Twelve minutes. That's how long, on average, a random voter might spend in the booth this year and that's two minutes longer than state statute allows.
Thanks to a glut of referenda and initiatives, along with races for local and statewide offices, the Nov. 7 Election Day ballot will be longer than any since 1912.
That was the year that Colorado first allowed citizen initiatives on the ballot, and it was packed, with 18 initiatives and 12 referenda. In that election, the hot topics included prohibition (which voters rejected), an eight-hour workday for women and workers in underground mines (approved), and the right to recall politicians (approved).
This year, voters statewide are being asked to weigh in on seven citizen initiatives and another seven referenda referred by the Legislature including term limits for judges, same-gender partnerships and legal possession of small amounts of marijuana. In addition, numerous city and countywide issues will appear on the ballot including two tax-slashing proposals that officials say would decimate city government parks and other programs as well as candidates running for local and statewide offices, including governor and Congress.
Add to this, says Clerk & Recorder Bob Balink, a total of 68 different ballot styles that will appear in El Paso County alone.
"We're trying to encourage people to vote absentee or early, and not have them potentially have to wait in long lines," he says.
Earlier this week, Balink conducted a test run of five random volunteer voters, and the time they spent filling out their ballots ranged from nine to 25 minutes. A little-known Colorado law specifies that voters can only spend 10 minutes in a booth when others are waiting in line, though Balink doubts he would actually yank someone out for exceeding the time limit.
In recent years, an increasing number of people have cast early and absentee ballots, which they can complete from the privacy of their homes.
"We want people to have a good experience in voting," Balink says.
Outside the polls ...
Absentee ballots can be requested in person at:
Clerk & Recorder's office, 200 S. Cascade Ave.

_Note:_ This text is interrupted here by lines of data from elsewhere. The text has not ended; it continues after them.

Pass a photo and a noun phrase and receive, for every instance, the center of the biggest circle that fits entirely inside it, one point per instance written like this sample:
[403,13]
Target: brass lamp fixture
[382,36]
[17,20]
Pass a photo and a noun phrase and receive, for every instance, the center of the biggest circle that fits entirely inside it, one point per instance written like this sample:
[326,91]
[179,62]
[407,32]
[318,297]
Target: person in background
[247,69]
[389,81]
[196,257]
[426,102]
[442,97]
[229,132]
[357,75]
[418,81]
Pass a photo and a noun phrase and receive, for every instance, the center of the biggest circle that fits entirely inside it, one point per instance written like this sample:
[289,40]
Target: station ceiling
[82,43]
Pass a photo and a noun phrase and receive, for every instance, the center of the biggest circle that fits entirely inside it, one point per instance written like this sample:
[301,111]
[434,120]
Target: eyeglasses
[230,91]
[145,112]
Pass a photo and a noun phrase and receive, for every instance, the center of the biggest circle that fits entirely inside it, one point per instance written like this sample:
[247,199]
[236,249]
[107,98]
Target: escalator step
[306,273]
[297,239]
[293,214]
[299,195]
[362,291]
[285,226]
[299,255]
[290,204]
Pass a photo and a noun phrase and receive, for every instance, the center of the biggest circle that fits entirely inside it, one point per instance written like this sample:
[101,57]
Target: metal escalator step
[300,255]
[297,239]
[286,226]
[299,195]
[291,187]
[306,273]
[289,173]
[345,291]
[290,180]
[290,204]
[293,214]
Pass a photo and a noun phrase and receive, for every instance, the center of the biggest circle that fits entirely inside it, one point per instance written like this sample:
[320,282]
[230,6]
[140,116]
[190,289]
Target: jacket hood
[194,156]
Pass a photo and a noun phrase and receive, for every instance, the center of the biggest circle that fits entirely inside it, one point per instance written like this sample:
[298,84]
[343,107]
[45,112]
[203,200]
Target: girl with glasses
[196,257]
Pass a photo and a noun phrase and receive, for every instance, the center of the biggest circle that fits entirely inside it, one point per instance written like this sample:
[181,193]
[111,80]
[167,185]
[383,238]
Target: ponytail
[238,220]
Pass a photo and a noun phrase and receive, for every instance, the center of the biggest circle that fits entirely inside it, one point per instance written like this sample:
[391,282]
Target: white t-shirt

Chapel Hills office, at the north side of the Chapel Hills Mall
Powers office, 5650 Industrial Place, at the southeast corner of Powers Boulevard and Airport Road
People can also request an absentee ballot be mailed to them by calling 575-8683 by Oct. 31. All absentee ballots must be returned to the election office either by mail or in person by 7 p.m. on Tuesday, Nov. 7.
Early voting locations will be open from 8 a.m. to 5 p.m., Monday through Friday, from Oct. 23 to Nov. 3. In addition to the three offices listed above, people can also cast early votes at the following locations:
Monument Hill Church: 18725 Monument Hill Road
Fountain City Hall: 116 S. Main St.
Falcon Elementary School: 12050 Falcon Hwy.
Additional information about elections can be found on the Clerk & Recorder's Web site at car.elpasoco.com.